Our History

The Jersey Society for the Prevention of Cruelty to Animals (JSPCA) was founded in 1868 with the aims of preventing cruelty, promoting knowledge, and providing for aged, sick, lost and unwanted animals in Jersey.

Our St Saviour’s headquarters were founded in 1913 by Frances Elizabeth Wilson. In 1924, Frances and her sister Charlotte bought 95 St Saviour’s Road, and four years later gave the property to the Animals’ Shelter. In the contract it stated that the property was to be used exclusively to maintain and develop started by Frances and Charlotte, to be used as a temporary shelter for all domestic animals that may have been injured, sick, lost or abandoned, and to also provide veterinary treatment when necessary.

Our headquarters at 89 St Saviour’s Road was purchased in 1931. Known as Coie Manor Farm and dating back to the 18th century, this property provided the Animals’ Shelter with much more space and land.

In 1936 The Jersey Society for the Prevention of Cruelty to Animals (JSPCA) and the Animals’ Shelter amalgamated.


The Hospital opened in 1938 – the building no longer exists

The clinic area was a converted hen house, a room used until the new development in 1951 when this building was demolished.

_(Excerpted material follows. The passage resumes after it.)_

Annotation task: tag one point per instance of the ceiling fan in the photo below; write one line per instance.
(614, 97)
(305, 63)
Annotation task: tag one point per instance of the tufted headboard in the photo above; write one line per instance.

In place was a new clinic complete with an operating room, X-ray dept, consulting area, office and a large waiting area with kennels. The Animals’ Shelter provided the only X-ray facilities for the three veterinary practices for the next 10 years. The clinic was run on a monthly basis by the three surgeries (David Place, Jar & Harry Jerrom, T. le Q. and N. le Q. Blampied). It provided veterinary treatment for the family with little or no income. If the client was unable to pay, the vet surgeon would treat the pet free of charge or at a reduced rate. As more veterinary surgeries became available, the clinic numbers declined and finances at the Animals’ Shelter improved, it was decided to close the clinics and to pay the Vet surgeons a fee for attending to the animals at their own surgeries for people on a low income.

Services became more demanding at the shelter to provide boarding kennels, emergency boarding, accommodating strays, increases with companion animals being kept also meant more animals for rehoming.